By Deborah Martinson.
Counterpoint.
448  pp. $27.95

Uh-oh. The jacket cover advertises this biography, the third to appear since Hellman’s death in 1984, as the first to be “written with the full cooperation of her family, friends, and inner circle.” Hagiography, here we come?

No, not really. While Deborah Martinson, an English professor at Occidental College in California, clearly admires her subject, she doesn’t stint on the scheming and husband snatching and fact fudging and badmouthing that went along with Hellman’s brilliance, her unorthodox brand of loyalty, and her unstoppable high spirits. As a friend is said to have remarked at Hellman’s graveside, “She was awful, but she was worth it.”

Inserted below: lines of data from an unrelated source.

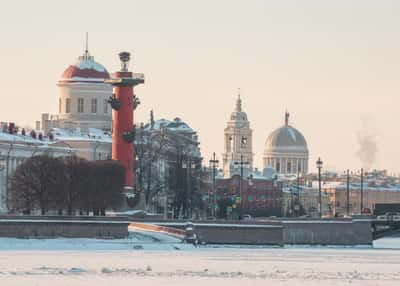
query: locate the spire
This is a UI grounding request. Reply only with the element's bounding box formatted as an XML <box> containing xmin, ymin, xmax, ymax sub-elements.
<box><xmin>285</xmin><ymin>110</ymin><xmax>290</xmax><ymax>126</ymax></box>
<box><xmin>81</xmin><ymin>32</ymin><xmax>92</xmax><ymax>60</ymax></box>
<box><xmin>85</xmin><ymin>32</ymin><xmax>89</xmax><ymax>54</ymax></box>
<box><xmin>150</xmin><ymin>109</ymin><xmax>155</xmax><ymax>129</ymax></box>
<box><xmin>235</xmin><ymin>88</ymin><xmax>242</xmax><ymax>112</ymax></box>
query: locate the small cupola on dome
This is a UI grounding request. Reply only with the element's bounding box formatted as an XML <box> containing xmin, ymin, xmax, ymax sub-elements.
<box><xmin>229</xmin><ymin>90</ymin><xmax>248</xmax><ymax>122</ymax></box>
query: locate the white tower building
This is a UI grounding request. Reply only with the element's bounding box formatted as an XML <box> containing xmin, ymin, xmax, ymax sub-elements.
<box><xmin>222</xmin><ymin>93</ymin><xmax>253</xmax><ymax>178</ymax></box>
<box><xmin>40</xmin><ymin>41</ymin><xmax>112</xmax><ymax>133</ymax></box>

Hellman was born in New Orleans in 1905 to a family of eccentrics, grew up on the bayou and then in New York City, attended—indif­ferently—New York University, dropped out, and, at age 19, married Arthur Kober, a man both decent and talented, who later wrote 30 films and produced many Broadway plays. She tried to do the expected things, but wifely subordination just wasn’t in her. By the time she met Dashiell Hammett (also married), she’d flown the coop. Though she and Hammett lived together on and off for the next 30 years, first as lovers and later as friends, she never remarried; she simply bedded married men as she pleased.

Hellman went on to write several very successful plays, among them The Children’s Hour (1934), The Little Foxes (1939), and the antifascist Watch on the Rhine (1941). She also wrote movie adaptations of her plays, along with other screenplays, and engaged in world-class brawls with producer Sam Goldwyn. She tried her hand at other genres, too, collaborating (if Hellman the dictator could ever be said to have collaborated) with her friends Leonard Bernstein and Richard Wilbur on a musical production of Candide.

Though adept at self-promotion, she took writing very seriously, as both a teacher and a reader. Chekhov, she wrote in the introduction to a 1955 collection of his a man of deep social ideals and an uncommon sense of social responsibility”—her highest praise—as well as a “workman” playwright for whom “the smallest stage movement has an end in view and is not being used to trick or deceive or pull fashionable wool over our eyes.”

In 1939, using the profits from her plays and screenplays, she bought a 130-acre farm in Pleasant­ville, New York, now a suburb but then deep country. There, she cooked, entertained constantly, farmed, gardened, hunted and fished, and raised chickens and other livestock, seeming to master her new environment instinctively. Later she would hold court on Martha’s Vineyard for everyone from Norman Mailer to James Taylor. Mary Mahoney, a young woman who kept house for Hellman on the Vineyard one summer, wrote a cruel but no doubt largely accurate portrayal of her as litigious, insanely demanding, paranoid, monstrous; but then, no man is a hero to his valet.

Nearly every other aspect of Hellman’s life has been disputed, including how much Hammett helped with The Children’s Hour (Martinson convincingly shows his editorial guidance to have been critical), her overlong defense of Stalin and the Soviet regime (she finally recanted, but without much vigor), and the truthfulness of her three autobiographical memoirs, An Unfinished Woman (1969), Pentimento (1973), and Scoundrel Time (1976). Of the last, Mary McCarthy famously told Dick Cavett, “Every word she writes is a lie, including ‘and’ and ‘the.

What no one can deny is that Hellman drank more, laughed more, smoked more, fought more, and had a whole lot more sex than anyone does today. The pace and ferocity remained truly staggering until her dying days, when she asked a friend at her bedside, “I was fun, wasn’t I?” So even if Martinson isn’t really telling Hellmanites anything they don’t already know, readers encountering the fiend for the first time are guaranteed a fast ride as well as a realistically complex portrait. The worst thing about this book is Martinson’s writing, which belabors certain themes ad nauseam (e.g., Hellman’s “eroticism”) and serves up such doozies as “success separated herself from herself and others.” Were Hellman around to read it, one can imagine her imperious scorn.